Im Anhang binary uns sourcen (im bin ist die pom.xml)


----------



## Millman (25. Jul 2010)

Danke erstmal für die Hilfe bei der letzten Query.

Ich hätte nun noch einmal eine Frage zu einer ähnlichen Query:

Diesmal möchte ich die Klassen sortiert haben, nach der Anzahl ihrer Schüler, d.h. die Klasse mit den meisten Schülern kommt als erstes, und die mit den wenigsten Schülern als letztes.

Folgendes habe ich mir überlegt, was leider nicht funktioniert:

""SELECT k FROM Klasse k JOIN k.schueler s Group By k Order By count(s.bewertung) desc"

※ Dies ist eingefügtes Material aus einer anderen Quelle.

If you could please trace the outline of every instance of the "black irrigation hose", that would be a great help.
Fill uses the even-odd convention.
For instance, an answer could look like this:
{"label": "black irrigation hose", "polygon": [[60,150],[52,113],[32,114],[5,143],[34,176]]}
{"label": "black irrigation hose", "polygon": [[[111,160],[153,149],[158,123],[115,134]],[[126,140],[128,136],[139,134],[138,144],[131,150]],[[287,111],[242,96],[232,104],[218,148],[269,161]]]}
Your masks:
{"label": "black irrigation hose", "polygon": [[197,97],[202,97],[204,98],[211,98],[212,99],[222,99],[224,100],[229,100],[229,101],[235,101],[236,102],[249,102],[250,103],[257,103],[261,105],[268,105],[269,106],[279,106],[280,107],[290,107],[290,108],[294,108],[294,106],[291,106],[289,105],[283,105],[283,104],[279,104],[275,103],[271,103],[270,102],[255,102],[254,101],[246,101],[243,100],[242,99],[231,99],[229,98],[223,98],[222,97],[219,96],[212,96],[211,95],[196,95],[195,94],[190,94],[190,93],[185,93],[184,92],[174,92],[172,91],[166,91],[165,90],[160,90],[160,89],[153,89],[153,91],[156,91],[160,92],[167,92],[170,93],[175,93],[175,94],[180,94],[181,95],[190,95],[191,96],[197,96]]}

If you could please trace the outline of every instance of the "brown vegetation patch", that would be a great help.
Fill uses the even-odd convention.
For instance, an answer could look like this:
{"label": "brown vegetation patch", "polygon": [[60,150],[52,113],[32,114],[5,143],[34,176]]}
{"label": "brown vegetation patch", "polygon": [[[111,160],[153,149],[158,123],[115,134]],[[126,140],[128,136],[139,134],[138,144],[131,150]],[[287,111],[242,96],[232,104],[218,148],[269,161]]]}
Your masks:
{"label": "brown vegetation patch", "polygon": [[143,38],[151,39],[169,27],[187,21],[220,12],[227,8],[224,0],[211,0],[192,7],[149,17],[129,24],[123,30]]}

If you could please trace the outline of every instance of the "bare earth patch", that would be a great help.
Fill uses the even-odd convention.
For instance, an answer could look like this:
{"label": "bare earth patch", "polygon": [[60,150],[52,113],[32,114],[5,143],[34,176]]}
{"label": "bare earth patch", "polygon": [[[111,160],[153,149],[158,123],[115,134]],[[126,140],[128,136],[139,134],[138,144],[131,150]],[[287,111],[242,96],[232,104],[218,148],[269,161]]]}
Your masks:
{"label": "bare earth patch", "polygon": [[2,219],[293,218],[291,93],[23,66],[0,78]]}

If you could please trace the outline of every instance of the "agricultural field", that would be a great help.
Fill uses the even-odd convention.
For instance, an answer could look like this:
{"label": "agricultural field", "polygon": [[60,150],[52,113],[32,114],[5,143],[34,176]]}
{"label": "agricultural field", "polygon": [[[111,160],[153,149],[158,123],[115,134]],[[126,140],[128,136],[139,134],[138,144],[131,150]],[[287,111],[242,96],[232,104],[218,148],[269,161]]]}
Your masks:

Ob ich count(s) oder count(s.bewertung) nehme ist egal, ich bekomme immer einen Fehler.

Anfangs hatte ich es auch ohne Group By versucht, aber ich denke Group By brauche ich schon, damit das count richtig funktioniert.

Danke im voraus für die Hilfe!


----------



## Millman (26. Aug 2010)

Hallo zusammen,

ich wollte nochmal fragen, ob mir jemand mit der Query weiterhelfen könnte, komme da leider nicht voran.

Zur Query:
Ich habe mehrere Klassen mit je einer unterschiedlichen Anzahl an Schülern drin, und nun möchte ich durch meine Query eine Liste mit den Klassen bekommen, die nach der Anzahl ihrer Schüler absteigend sortiert sind.

Mein Vorschlag ist folgende Query:
"SELECT k FROM Klasse k JOIN k.schueler s Group By k Order By count(s.bewertung) desc"

Allerdings bekomme ich hier bereits einen Fehler, weil das count in der Order By-Klausel nicht verwendet werden kann. Ich nutze ja JPA 2.0 mit der DB(jdbc:derby) von meiner NetBeans 3.9 Version


----------



## Marcinek (2. Sep 2010)

Du kannst nicht machen

select * from table group by a

Dann kannst du nur das a selecten.

Außerdem ist k eine lokale domaine für eine Tabelle und afaik sollte da sowas stehen, wie k.* oder eine spalte. Und man kann nicht nach Tabellen groupen.

Wenn ich nach count sortieren will, dann mache ich immer

select count(*), ... from table order by 1

Gruß,

Marcin


----------